Jeffrey L. Dunoff is the Laura H. Carnell Professor of Law at Temple University Beasley School of Law.  His research and writing focuses on public international law; international regulatory regimes, including international trade law; international organizations; and interdisciplinary approaches to international law.

Dunoff has served as a Visiting Professor at Harvard Law School; a Law and Public Affairs Fellow and Visiting Professor at Princeton University’s School for Public and International Affairs, as a Fernand Braudel Senior Fellow at the European University Institute; a Visiting Fellow at the Lauterpacht Research Centre at Cambridge University; a Senior Fellow at Humboldt University; a Visiting Professor at the Hebrew University of Jerusalem; and a Visiting Professor at Central European University.  Among other activities, he has served as a an Editor of Global Constitutionalism; a Member of the E 15 Initiative Expert’s Group on the Functioning of the Multilateral Trading System, based in Geneva; an elected member of the American Law Institute; and a Fellow of the American Bar Foundation.

Professor Dunoff’s publications include Interdisciplinary Perspectives on International Law and International Relations: The State of the Art (coeditor, with Mark A. Pollack, Cambridge University Press 2013); Ruling the World? Constitutionalism, International Law and Global Governance (coeditor, with Joel P. Trachtman, Cambridge University Press 2009); and International Law: Norms, Actors, Process (Steven Ratner, Monica Hakimi, and David Wippman, Wolters Kluwer 2020), a leading textbook.  His writings have appeared in the American Journal of International Law, European Journal of International Law, Journal of International Economic Law and other leading publications. In 2000, he received the Friel-Scanlon award for his scholarship.

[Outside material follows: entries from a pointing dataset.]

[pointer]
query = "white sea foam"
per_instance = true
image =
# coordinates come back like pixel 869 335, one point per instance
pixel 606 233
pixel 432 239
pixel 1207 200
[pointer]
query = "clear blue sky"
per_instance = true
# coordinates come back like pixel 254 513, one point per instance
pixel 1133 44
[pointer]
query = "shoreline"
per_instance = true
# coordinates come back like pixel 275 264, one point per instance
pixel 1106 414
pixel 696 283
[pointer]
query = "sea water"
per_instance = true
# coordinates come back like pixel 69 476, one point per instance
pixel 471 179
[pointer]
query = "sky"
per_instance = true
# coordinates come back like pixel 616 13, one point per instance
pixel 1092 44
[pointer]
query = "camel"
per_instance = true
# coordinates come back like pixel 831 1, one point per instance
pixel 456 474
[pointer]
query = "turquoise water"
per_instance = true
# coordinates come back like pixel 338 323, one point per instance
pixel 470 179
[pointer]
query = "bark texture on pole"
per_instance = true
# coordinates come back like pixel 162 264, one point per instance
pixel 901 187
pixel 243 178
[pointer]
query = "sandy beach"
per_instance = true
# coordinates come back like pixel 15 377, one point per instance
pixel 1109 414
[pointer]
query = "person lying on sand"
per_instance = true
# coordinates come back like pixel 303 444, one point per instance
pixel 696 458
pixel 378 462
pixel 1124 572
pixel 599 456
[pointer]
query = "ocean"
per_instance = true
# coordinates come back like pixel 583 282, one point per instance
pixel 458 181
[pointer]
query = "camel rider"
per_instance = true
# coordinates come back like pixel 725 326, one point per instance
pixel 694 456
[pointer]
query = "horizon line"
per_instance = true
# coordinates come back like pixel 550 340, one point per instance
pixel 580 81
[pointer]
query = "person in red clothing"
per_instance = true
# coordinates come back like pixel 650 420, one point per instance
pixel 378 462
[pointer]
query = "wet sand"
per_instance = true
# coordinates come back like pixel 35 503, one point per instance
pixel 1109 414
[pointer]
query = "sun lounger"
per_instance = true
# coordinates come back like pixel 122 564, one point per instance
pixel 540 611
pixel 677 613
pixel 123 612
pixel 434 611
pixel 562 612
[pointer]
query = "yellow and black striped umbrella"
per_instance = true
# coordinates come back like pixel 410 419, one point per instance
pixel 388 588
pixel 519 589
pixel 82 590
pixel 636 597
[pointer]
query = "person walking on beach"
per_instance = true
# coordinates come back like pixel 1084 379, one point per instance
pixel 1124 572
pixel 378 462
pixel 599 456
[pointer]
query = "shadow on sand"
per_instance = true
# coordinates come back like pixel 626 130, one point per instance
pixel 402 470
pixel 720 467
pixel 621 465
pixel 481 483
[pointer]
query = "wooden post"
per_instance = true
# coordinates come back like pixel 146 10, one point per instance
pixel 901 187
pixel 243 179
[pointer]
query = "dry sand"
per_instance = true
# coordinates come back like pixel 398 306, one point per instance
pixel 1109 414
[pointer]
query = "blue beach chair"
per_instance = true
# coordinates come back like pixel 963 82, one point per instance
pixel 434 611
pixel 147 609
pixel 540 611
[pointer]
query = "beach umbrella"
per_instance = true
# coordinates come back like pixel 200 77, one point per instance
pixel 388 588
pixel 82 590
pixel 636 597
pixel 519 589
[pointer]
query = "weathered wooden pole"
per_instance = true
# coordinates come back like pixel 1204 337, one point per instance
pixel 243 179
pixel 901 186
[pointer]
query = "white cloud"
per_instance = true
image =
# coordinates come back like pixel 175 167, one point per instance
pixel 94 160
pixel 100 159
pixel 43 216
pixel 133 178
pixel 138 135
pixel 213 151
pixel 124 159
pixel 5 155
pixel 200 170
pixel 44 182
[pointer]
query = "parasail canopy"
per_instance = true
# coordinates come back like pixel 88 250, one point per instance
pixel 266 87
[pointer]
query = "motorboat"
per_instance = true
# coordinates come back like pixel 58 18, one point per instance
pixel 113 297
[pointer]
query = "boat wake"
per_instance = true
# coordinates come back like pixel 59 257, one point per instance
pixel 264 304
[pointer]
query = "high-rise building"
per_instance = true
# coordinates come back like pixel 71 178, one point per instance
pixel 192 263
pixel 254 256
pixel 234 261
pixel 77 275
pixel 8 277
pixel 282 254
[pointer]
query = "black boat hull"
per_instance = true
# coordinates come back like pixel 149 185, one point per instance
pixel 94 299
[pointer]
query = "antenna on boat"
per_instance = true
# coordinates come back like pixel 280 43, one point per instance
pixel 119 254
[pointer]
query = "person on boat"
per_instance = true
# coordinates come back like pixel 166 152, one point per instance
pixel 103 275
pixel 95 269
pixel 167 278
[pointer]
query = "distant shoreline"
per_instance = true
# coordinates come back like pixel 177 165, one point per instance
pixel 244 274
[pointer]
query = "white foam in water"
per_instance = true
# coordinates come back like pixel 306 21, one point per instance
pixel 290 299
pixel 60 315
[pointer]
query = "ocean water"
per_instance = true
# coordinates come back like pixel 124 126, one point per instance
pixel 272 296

Before joining Temple faculty, Professor Dunoff clerked for a federal court judge and practiced law in Washington, D.C., where he specialized in the representation of developing state governments in international and domestic litigations and arbitrations. Professor Dunoff received his B.A., magna cum laude, from Haverford College; his J.D., cum laude, from NYU School of Law; and his LL.M., with distinction, from Georgetown University Law Center, where he serves as a Ford Foundation Fellow in Public International Law and received the Thomas Chetwood Prize for distinguished academic performance.